Avrupa ve Amerika’nın en yüksek fen ve felsefe mekteplerinde yıllarca okuyup ikmal-i tahsil etmiş olan zekâlı ve akıllı fen ve felsefe mütehassıslarına hakiki ve istifadeli ders vererek, madde ve zerrelerin hakikat ve mahiyetlerini anlatıyor; şuursuz ve idraksiz olan bu basit şeylerden zîhayat ve sahib-i idrak koskoca âlem ve dünyanın nasıl doğduğunu ve nasıl olduğunu gösterip onların idraksiz ve basîretsiz başlarına çarpıyor ve her birini hayretlere düşürüyorsun.

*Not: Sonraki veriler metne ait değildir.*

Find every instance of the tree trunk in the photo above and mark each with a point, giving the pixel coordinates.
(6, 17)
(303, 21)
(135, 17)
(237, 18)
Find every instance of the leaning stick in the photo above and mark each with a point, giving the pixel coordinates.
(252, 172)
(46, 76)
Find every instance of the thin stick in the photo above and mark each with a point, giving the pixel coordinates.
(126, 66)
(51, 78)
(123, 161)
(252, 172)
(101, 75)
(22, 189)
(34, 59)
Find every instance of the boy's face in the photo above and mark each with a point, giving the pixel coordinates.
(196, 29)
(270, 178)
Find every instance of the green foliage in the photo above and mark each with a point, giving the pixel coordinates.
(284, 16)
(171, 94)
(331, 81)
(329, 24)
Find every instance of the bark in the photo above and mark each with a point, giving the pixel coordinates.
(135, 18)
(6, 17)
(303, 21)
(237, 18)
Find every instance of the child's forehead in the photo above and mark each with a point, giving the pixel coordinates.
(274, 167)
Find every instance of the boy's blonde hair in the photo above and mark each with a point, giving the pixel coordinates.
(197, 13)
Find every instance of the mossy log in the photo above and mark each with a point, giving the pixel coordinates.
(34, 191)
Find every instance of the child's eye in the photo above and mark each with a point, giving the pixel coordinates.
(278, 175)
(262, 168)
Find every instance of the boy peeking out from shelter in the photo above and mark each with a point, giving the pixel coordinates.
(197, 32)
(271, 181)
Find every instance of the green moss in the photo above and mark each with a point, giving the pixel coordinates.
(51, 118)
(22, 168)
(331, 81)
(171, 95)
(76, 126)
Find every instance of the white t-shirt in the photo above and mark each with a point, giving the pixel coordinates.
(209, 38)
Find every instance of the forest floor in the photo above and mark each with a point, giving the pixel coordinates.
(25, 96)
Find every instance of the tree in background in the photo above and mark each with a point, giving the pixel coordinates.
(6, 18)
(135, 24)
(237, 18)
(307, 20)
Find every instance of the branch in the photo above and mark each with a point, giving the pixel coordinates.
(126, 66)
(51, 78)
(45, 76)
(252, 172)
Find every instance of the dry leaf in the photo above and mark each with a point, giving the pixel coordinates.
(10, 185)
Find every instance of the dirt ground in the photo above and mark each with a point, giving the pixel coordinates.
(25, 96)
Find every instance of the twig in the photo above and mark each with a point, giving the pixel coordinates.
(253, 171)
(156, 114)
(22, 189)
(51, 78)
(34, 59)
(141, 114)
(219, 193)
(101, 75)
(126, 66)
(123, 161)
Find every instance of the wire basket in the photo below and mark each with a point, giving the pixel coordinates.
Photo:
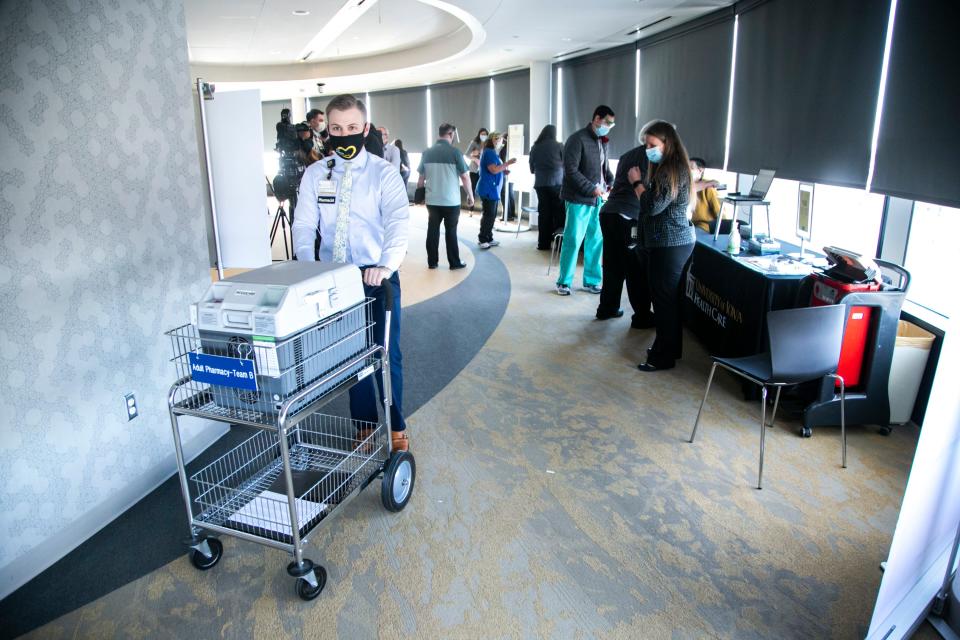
(259, 373)
(246, 489)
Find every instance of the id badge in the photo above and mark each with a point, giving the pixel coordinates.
(326, 192)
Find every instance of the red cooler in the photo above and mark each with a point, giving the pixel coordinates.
(830, 288)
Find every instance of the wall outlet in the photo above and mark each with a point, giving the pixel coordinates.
(130, 402)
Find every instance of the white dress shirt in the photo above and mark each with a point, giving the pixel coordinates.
(379, 212)
(392, 155)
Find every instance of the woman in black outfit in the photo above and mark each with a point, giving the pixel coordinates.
(404, 162)
(666, 234)
(546, 164)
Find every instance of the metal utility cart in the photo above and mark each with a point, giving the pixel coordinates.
(277, 486)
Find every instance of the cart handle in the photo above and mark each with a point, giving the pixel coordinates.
(385, 283)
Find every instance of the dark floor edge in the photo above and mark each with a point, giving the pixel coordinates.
(439, 337)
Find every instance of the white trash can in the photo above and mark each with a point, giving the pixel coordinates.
(910, 354)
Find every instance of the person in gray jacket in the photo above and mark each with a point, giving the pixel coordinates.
(546, 165)
(586, 179)
(667, 235)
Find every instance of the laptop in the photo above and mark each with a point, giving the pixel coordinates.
(758, 191)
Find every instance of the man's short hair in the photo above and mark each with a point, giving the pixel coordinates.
(345, 102)
(602, 112)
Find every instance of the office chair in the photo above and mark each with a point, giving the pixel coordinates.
(804, 345)
(555, 247)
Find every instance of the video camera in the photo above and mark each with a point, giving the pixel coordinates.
(291, 145)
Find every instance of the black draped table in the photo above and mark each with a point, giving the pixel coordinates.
(726, 298)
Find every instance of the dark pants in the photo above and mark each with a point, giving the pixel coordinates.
(551, 214)
(620, 264)
(486, 221)
(665, 267)
(449, 216)
(363, 396)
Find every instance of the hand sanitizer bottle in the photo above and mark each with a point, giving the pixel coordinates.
(733, 244)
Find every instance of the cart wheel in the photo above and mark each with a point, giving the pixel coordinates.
(201, 561)
(398, 479)
(308, 592)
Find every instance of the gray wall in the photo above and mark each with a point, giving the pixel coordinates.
(102, 247)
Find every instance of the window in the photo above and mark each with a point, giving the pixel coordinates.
(847, 218)
(929, 260)
(842, 217)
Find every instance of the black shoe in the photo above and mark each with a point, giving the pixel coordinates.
(606, 316)
(650, 366)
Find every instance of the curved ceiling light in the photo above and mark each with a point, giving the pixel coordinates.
(477, 33)
(335, 27)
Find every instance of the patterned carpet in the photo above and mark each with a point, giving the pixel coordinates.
(557, 497)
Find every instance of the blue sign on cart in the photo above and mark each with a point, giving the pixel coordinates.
(223, 371)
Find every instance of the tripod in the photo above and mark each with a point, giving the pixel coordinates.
(281, 222)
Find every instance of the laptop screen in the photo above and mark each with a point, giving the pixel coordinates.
(762, 184)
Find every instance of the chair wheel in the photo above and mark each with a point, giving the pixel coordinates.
(399, 477)
(201, 561)
(305, 590)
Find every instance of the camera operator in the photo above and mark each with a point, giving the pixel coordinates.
(290, 143)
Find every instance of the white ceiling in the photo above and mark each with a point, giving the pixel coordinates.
(394, 43)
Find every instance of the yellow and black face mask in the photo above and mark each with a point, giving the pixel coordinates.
(347, 147)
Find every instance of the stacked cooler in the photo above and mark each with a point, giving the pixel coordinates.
(298, 321)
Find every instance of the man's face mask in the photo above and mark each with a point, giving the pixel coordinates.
(347, 147)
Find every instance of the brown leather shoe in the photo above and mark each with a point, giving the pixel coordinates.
(400, 440)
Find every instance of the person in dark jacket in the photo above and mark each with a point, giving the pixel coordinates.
(546, 165)
(404, 162)
(624, 259)
(666, 234)
(586, 179)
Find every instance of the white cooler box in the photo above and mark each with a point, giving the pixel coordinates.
(298, 320)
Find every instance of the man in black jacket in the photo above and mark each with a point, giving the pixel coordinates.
(623, 258)
(586, 178)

Ve bu hakikatleri en ümmi ve âmî bir çocuk ve ihtiyar ve hiç mektep ve medrese görmemiş talebelerine de kolayca bildiriyorsun.

Hele bir dest-i gaybî tarafından basit bir maddenin, kemal-i intizam ve itina ile çalıştırılarak bir tek şeyden birçok şeyler yapabilmesi gibi hakiki tabir-i vecizelerin gönüllere ferahlık ve inşirahla beraber denizler dolusu malûmat veriyor.

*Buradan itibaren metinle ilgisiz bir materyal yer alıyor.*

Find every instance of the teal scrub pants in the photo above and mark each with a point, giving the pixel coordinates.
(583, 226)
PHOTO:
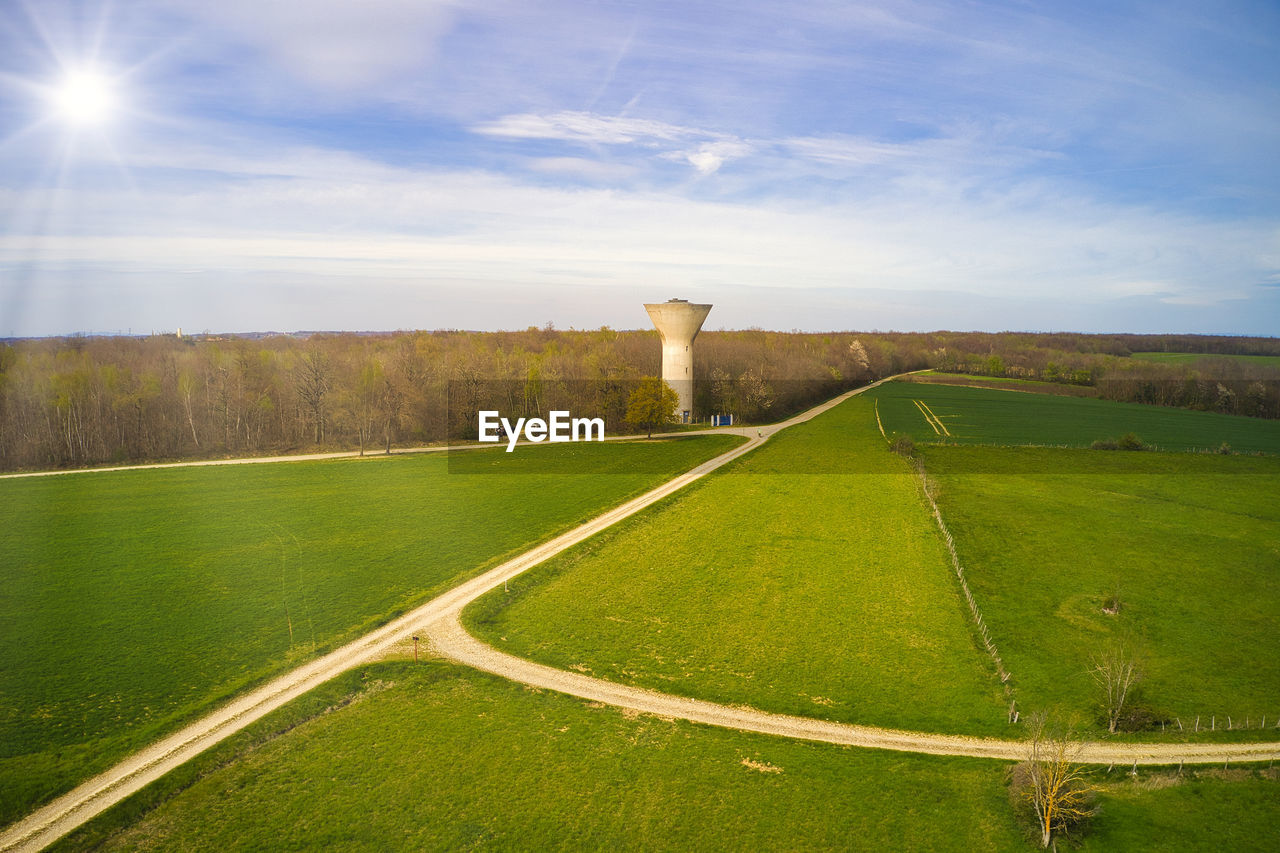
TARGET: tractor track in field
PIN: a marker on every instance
(439, 621)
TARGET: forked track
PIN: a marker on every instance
(439, 620)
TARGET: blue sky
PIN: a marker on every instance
(1106, 167)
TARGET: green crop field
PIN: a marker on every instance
(1192, 357)
(1191, 544)
(961, 415)
(133, 601)
(805, 578)
(430, 756)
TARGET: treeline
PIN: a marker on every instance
(88, 400)
(1212, 381)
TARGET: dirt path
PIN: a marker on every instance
(438, 620)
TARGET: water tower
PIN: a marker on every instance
(679, 322)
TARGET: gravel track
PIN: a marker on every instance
(439, 621)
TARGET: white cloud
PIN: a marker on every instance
(711, 156)
(584, 127)
(330, 44)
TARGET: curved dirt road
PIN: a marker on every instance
(438, 619)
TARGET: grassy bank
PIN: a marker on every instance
(429, 756)
(1187, 544)
(964, 415)
(136, 600)
(805, 578)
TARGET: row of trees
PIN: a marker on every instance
(82, 401)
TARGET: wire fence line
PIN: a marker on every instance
(974, 611)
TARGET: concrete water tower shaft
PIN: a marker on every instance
(679, 323)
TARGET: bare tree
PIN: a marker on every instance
(1116, 673)
(1051, 781)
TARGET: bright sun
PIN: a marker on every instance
(85, 97)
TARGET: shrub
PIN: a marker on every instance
(1130, 442)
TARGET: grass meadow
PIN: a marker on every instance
(1189, 543)
(434, 757)
(991, 416)
(805, 578)
(133, 601)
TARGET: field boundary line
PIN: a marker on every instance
(927, 419)
(936, 419)
(439, 620)
(90, 798)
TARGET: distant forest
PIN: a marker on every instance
(100, 400)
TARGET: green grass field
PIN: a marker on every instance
(1189, 542)
(805, 578)
(133, 601)
(429, 756)
(1192, 357)
(990, 416)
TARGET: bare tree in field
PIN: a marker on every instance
(1052, 781)
(1116, 673)
(312, 383)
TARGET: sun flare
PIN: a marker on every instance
(85, 97)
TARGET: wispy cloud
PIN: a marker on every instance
(584, 127)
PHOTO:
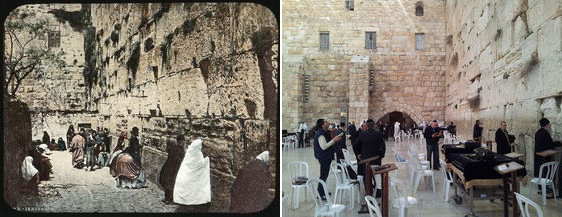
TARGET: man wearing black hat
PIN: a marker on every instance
(372, 144)
(324, 150)
(432, 135)
(543, 142)
(477, 133)
(134, 146)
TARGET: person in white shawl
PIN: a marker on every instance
(193, 182)
(31, 176)
(396, 130)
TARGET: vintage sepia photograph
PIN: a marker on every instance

Bu vuzuh ve vüs’at ve bu güneş gibi parlak deliller ve sarahat ve işaretler hep senin eser-i keramet-i ilmiye ve nuriyendir. Bütün eller ve dillerde kemal-i iştiha ve iştiyakla dinlenip okunacak ve yazılıp yayılacak en tatlı ve en halâvetli en cazibedar ve en revnaktar yegâne eser-i metin ve nur-u mübin ancak sensin.

Mekteplerin medreseye ve medreselerin tekkelere uymayan ayrı ve gayrı ulûm ve fünununu yeknesak bir hale getirerek ve talib-i ilm ü esrar-ı cihanı yekdil ve yekzeban ederek, vahdet-i İslâm ve insaniyeyi elde tutup birlik ve beraberlik nurunu nessar edecek yine sensin. Bütün dünyaya ilm-i zahir ve bâtın senin menbaın ve madenin olan Kur’an’dan dağılıp yayılarak nizam-ı âlemin istikrarı ve vakt-i merhununa kadar imtidadına ve ibadullahi’s-salihînin istirahat ve isti’lâsına medar ve müessir olacak yine sensin.

Ey nur-u Kur’an ve ey hakikat-i iman! Mademki bugün üç yüz elli milyon İslâm’ın pişvalığını Kur’an namına deruhte ediyorsun. O halde asırlardan beri ehl-i İslâm arasına girmiş ve yerleşmiş olan kötü itikad ve ihtilafları kaldırarak, hüküm süren fitne ve fesadı, nifak ve şikakı dahi kökünden kurutup sevad-ı a’zam olan bu ümmet-i merhume-i Muhammediyeyi (asm) büyük bir kitle ve bir fırka-i naciye halinde Kur’an’ın cenah-ı re’fet ve rahmeti altında inşâallah tâ subh-u mahşere kadar nur-u Kur’an’la saklayacaksın.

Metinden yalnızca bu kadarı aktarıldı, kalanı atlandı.